Tools

These are some common tools used to work on this device. You might not need every tool for every procedure.

Background and Identification

A hard disk drive (HDD), hard disk, hard drive, or fixed disk is an electromechanical data storage device that uses magnetic storage to store and recall digital data using rapidly rotating plates coated with magnetic material. The plates are paired with magnetic hears that are usually arranged on a moving actuator arm and are designed to read and write data to the plate surfaces. Stored data is accessed in a random-accessed manner, meaning that blocks of data can be stored and recalled in any order. Hard drives retain stored data even when powered off, making them a type of non-volatile storage.

Hard drives were introduced by IBM in 1956 as the dominant secondary storage device for computers.
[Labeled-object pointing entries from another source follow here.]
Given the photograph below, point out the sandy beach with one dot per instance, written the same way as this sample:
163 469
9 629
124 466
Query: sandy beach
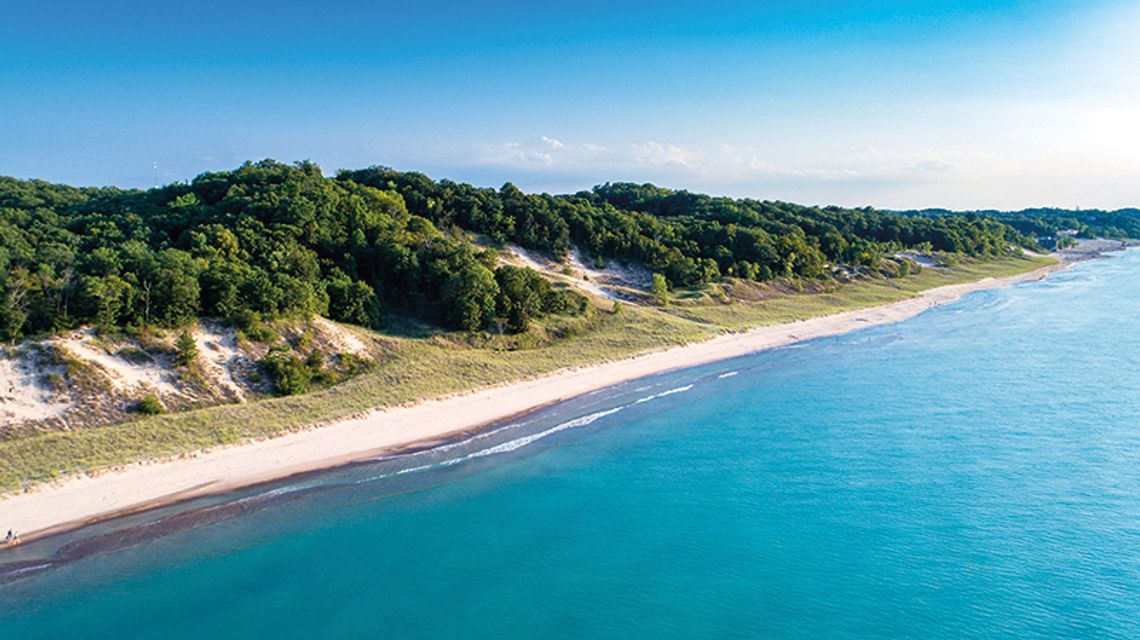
73 502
Hard drives became the main storage devices for servers and personal computers, as well, though personal computers produced en masse, like tablets and cell phones, rely on flash products. Historically, over 224 companies have produced hard drives.
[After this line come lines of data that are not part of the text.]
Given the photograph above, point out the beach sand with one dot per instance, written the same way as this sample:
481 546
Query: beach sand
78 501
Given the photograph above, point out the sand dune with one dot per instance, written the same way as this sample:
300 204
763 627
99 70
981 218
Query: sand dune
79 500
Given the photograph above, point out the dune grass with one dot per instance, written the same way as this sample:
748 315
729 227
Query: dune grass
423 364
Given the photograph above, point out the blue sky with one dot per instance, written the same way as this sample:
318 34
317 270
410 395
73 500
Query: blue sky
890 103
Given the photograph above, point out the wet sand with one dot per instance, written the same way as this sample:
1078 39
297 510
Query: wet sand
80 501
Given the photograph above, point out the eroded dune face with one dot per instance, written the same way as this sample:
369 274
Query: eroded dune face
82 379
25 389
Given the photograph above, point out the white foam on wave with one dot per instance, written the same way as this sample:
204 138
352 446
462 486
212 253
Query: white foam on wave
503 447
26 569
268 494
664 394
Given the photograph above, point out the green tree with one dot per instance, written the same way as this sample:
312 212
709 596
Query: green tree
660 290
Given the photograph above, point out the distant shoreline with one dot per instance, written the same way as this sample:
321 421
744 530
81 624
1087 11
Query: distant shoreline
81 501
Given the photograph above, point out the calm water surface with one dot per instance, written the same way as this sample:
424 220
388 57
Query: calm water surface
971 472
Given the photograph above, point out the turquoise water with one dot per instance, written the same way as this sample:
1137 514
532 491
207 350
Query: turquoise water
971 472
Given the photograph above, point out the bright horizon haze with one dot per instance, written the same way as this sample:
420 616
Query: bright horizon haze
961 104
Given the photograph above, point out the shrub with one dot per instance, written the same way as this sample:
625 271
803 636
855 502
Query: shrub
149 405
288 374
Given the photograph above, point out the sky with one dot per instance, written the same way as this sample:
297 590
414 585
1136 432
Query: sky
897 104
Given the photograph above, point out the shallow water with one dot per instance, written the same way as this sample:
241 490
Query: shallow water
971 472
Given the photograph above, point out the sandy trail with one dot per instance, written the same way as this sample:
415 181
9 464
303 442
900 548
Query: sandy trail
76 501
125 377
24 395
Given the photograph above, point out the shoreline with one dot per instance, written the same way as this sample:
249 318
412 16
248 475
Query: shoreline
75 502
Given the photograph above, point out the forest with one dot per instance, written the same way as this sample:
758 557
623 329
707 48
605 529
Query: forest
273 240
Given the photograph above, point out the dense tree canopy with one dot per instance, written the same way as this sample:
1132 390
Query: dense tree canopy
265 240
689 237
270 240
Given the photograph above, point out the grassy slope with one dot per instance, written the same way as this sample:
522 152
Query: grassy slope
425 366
Solid-state drives (SSDs) are also used for data storage but feature higher data-transfer rates, better reliability, higher areal storage, and lower latency and access times.
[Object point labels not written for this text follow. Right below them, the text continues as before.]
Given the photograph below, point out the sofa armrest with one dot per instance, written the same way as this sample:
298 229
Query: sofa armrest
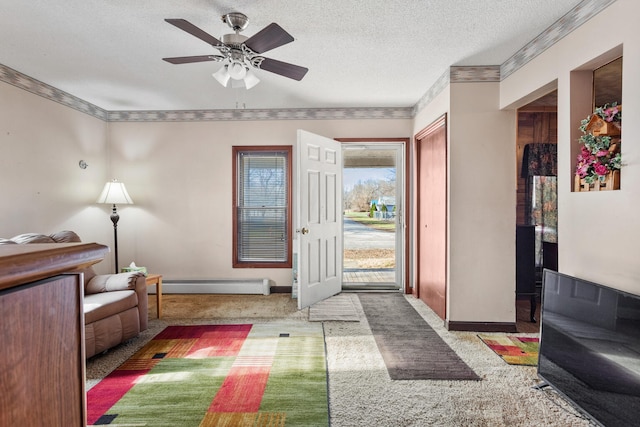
111 282
120 282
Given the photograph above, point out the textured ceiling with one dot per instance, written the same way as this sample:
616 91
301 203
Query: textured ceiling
369 53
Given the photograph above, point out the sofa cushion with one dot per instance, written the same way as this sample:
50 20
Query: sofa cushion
106 333
101 305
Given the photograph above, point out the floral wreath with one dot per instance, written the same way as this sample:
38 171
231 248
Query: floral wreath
599 154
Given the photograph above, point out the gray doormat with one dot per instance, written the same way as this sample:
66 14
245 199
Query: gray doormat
411 349
337 308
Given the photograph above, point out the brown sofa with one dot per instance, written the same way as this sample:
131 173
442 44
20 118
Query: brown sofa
115 305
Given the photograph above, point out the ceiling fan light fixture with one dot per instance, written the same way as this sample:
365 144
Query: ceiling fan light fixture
237 71
222 75
250 80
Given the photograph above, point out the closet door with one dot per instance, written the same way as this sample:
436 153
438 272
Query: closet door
431 277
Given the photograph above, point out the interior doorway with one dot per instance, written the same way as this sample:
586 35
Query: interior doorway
373 214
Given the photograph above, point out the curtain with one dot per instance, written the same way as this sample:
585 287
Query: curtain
539 167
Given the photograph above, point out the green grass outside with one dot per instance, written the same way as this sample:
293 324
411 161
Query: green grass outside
378 224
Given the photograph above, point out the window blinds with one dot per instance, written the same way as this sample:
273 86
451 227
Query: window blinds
263 229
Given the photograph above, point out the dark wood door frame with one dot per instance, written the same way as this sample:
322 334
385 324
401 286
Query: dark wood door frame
407 201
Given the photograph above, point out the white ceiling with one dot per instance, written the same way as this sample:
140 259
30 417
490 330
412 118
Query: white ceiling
360 53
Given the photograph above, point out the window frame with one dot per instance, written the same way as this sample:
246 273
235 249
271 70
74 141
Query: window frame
237 150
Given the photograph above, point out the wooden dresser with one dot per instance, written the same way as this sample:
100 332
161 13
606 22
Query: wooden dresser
42 364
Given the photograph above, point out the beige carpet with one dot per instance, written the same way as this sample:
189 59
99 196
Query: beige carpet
337 308
361 392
Hard drives are often characterized by capacity and performance. Capacity is generally specified with unit prefixes corresponding to powers of 1,000. For instance, a 1-terabyte (TB) hard drive has a capacity of 1,000 gigabytes (GB, where 1 gigabyte is equal to 1 billion bytes). Performance is specified by the time required to move the device’s heads to a track, or the average access time, and the data transmission rate.